Seconda lezione, Trieste. Acquisto alcuni fogli di carta da regalo. «Quattro euro», mi dice il tizio alla cassa. Li ho tutti in moneta e glieli do con una certa fierezza, di solito alle casse sono assetati di spiccioli. Lui mi porge lo scontrino e la carta da regalo, senza sacchetto. «Posso avere un sacchetto?» chiedo. «Sono dieci centesimi», mi risponde, serissimo. Apro il portafogli­o ma, come ricordavo, ho solo tagli da cinquanta (sono appena stato al bancomat). Esito un attimo e poi dico: «Non importa». Saluto ed esco. Dopo qualche passo però, vengo raggiunto da una voce: «Senta, scusi». Mi giro, è un uomo più o meno della mia età, stava dietro di me alla cassa. «Se vuole, glielo do io», mi dice sorridendo. Apre il bauletto del motorino e tra le mille cianfrusag­lie che si annidano lì dentro — chi ha un motorino sa di cosa parlo — estrae un sacchetto di nylon. «Sa, ne tengo qui sempre uno, in caso».

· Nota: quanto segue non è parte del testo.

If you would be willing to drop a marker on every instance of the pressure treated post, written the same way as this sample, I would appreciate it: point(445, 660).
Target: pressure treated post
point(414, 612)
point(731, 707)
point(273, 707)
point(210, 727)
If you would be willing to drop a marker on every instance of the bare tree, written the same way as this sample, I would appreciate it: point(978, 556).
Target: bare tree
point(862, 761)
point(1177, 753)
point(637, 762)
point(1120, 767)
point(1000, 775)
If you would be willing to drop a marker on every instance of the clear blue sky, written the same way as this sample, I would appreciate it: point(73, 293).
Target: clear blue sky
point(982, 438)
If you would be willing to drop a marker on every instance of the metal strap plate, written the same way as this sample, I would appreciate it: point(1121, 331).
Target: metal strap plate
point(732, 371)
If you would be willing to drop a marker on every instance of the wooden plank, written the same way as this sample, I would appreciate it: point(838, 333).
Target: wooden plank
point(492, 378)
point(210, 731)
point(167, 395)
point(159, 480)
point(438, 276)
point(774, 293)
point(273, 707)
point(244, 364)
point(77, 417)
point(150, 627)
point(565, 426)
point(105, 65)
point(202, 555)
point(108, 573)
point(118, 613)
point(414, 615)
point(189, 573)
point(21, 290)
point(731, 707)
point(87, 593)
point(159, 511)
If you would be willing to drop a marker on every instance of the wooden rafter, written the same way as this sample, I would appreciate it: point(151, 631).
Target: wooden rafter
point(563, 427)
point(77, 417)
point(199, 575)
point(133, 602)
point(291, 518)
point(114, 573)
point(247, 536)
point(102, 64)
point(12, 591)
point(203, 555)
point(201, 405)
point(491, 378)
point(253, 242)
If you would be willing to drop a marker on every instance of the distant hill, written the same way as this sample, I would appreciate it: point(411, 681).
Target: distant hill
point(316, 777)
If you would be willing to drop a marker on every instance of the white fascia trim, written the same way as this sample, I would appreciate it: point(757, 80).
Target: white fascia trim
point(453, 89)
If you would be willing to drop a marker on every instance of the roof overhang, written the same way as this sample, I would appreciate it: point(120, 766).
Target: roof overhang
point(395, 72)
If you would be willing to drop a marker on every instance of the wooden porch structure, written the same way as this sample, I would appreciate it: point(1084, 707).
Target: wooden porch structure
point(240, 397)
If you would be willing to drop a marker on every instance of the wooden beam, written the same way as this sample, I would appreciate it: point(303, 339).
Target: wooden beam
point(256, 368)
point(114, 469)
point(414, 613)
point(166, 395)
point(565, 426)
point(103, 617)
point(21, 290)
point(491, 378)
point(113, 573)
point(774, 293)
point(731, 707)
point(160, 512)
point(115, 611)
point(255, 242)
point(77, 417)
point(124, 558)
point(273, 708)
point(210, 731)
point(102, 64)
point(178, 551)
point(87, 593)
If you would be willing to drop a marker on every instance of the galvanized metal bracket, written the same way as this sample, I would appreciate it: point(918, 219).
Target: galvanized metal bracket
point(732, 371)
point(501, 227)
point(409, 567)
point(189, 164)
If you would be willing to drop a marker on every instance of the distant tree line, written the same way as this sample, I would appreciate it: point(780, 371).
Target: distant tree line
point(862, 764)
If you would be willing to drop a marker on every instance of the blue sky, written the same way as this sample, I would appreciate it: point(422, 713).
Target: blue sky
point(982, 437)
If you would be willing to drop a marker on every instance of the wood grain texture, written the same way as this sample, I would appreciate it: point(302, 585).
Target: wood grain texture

Terza lezione, di nuovo Roma. Per ragioni di logistica familiare che è troppo complicato spiegare qui, da un po’ di tempo una nipotina viene a fare colazione da noi. Sale alle 7.30 e se ne va ogni mattina alle 8.05. La scuola è a un passo. «Zia, mi puoi dare cinque euro, ché mamma si è dimenticat­a la merenda?». Il giorno dopo: «Zia, mi posso tenere i cinque euro di ieri, ché la merenda me ne ha data metà Jasmine?». «Ma certo!» Siamo talmente colpiti che non se li sia intascati come avremmo fatto noi alla sua età, che le chiediamo: «E che vuoi farne?». «Voglio fare un regalo a mamma». Be’, non male. Certo, cinque euro sono pochi, però magari un portachiav­i lampeggian­te, un mug col nome, qualcosa dai cinesi troverà. «Cosa vuoi prenderle, ci hai già pensato?» chiediamo con un sorriso colmo di ridicolo, incongruo paternalis­mo. «A mamma sanguinano sempre le gengive. Ho visto che c’è un dentifrici­o che può guarirla». Tre euro e ottanta. Avanzano pure un euro e venti. Soldi, non soldini. Capace che salti fuori un cornetto per gli zii.